Berlin. “Wirtschaft unter Schock“ - das ist der Titel des Frühjahrsgutachtens führender Wirtschaftsforschungsinstitute. Die Finanzpolitik halte dagegen. Aber die Folgen der Corona-Krise sind für Millionen von Bürgern spürbar.

Die schweren wirtschaftlichen Folgen der Corona-Krise werden nach einer Prognose führender Wirtschaftsforschungsinstitute deutliche Spuren auf dem Arbeitsmarkt hinterlassen.

In der Spitze werde die Arbeitslosenquote auf 5,9 Prozent und die Zahl der Kurzarbeiter auf 2,4 Millionen hochschnellen, geht aus dem Frühjahrsgutachten der Institute hervor. Es wird am Mittwoch vorgelegt und lag der Deutschen Presse-Agentur vorab vor.

Im Durchschnitt werden demnach die Arbeitslosenzahlen im Vergleich zum Vorjahr um knapp eine Viertel Million auf 2,5 Millionen steigen, heißt es. Auswirkungen habe die Rezession auch auf die verfügbaren Einkommen der privaten Haushalte, die im laufenden Jahr erstmals seit der weltweiten Finanz- und Wirtschaftskrise 2008/09 sinken werden.

Die Konjunktur in Deutschland breche als Folge der Corona-Pandemie drastisch ein, heißt es im Gutachten. Um die Infektionswelle abzubremsen, habe der Staat die wirtschaftliche Aktivität in Deutschland stark eingeschränkt. Deshalb dürfte das Bruttoinlandsprodukt in diesem Jahr um 4,2 Prozent schrumpfen.

Bereits im ersten Quartal 2020 dürfte das Bruttoinlandsprodukt (BIP) um 1,9 Prozent im Vergleich zum Vorquartal geschrumpft sein, erwarten die Institute. Das Statistische Bundesamt will die erste Schätzung zum ersten Quartal am 15. Mai vorlegen. Im zweiten Quartal bricht es dann laut Gutachten als Folge des "Shutdowns" um 9,8 Prozent ein. Dies sei der stärkste je seit Beginn der Vierteljahresrechnung im Jahr 1970 gemessene Rückgang in Deutschland und mehr als doppelt so groß wie jener während der Weltfinanzkrise im ersten Quartal 2009. Für das kommende Jahr sagen die Institute eine Erholung und ein Wachstum von 5,8 Prozent voraus. Die Erholung könnte dem Gutachten zufolge bereits im dritten und vierten Quartal 2020 mit einem BIP-Zuwachs von 8,5 beziehungsweise 3,1 jeweils zum Vorquartal einsetzen.

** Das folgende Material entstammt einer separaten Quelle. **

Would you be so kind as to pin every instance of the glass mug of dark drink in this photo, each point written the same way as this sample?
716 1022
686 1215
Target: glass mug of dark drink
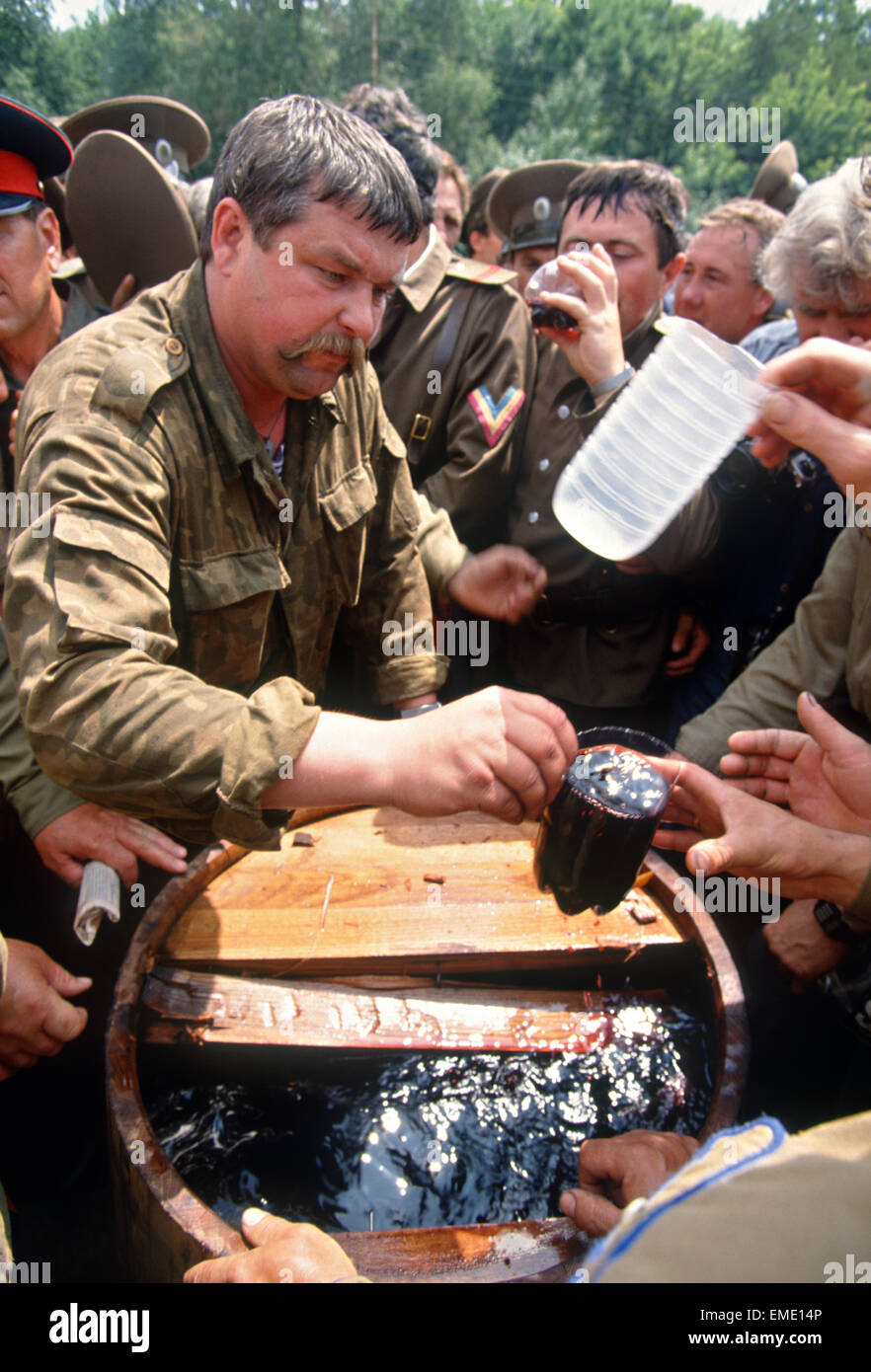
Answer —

Weiter heißt es, sowohl die Lohnsumme als auch die Einkommen aus selbstständiger Arbeit und Vermögen werden im laufenden Jahr zurückgehen. Dem wirke der beschleunigte Anstieg von monetären Sozialleistungen infolge steigender Kurzarbeit und Arbeitslosigkeit entgegen. Gestützt werde die Kaufkraft der privaten Haushalte im laufenden Jahr durch den geringeren Preisauftrieb, der vor allem aus dem Absturz der Rohölpreise resultiert. Die Verbraucherpreise werden in diesem Jahr laut Gutachten nur um 0,6 Prozent steigen.

Mit der Prognose seien allerdings erhebliche Abwärtsrisiken verbunden, etwa weil sich die Pandemie deutlich langsamer abschwächen lasse - oder weil das Wiederhochfahren der wirtschaftlichen Aktivität schlechter gelingt als angenommen beziehungsweise eine erneute Ansteckungswelle auslöse.

An der Gemeinschaftsdiagnose beteiligt sind die Institute ifo, DIW Berlin, IfW Kiel, RWI Essen und IW Halle. Sie sind in ihrem Gutachten damit leicht optimistischer als Bundeswirtschaftsminister Peter Altmaier (CDU), aber pessimistischer als die "Wirtschaftsweisen".

Altmaier hatte vor kurzem gesagt, die Einschnitte beim Wirtschaftswachstum würden mindestens so stark, wenn nicht stärker als in der Finanzkrise 2009. Damals war das Bruttoinlandsprodukt (BIP) um 5,7 Prozent zurückgegangen. Die "Wirtschaftsweisen" hatten Ende März in einem Sondergutachten als derzeit wahrscheinlichstes Szenario einen fünfwöchigen "Shutdown" und eine anschließende kurze Erholungsphase unterstellt. Für diesen Fall würde das Bruttoinlandsprodukt Deutschlands 2020 um 2,8 Prozent schrumpfen, um im folgenden Jahr gleich wieder um 3,7 Prozent zuzulegen.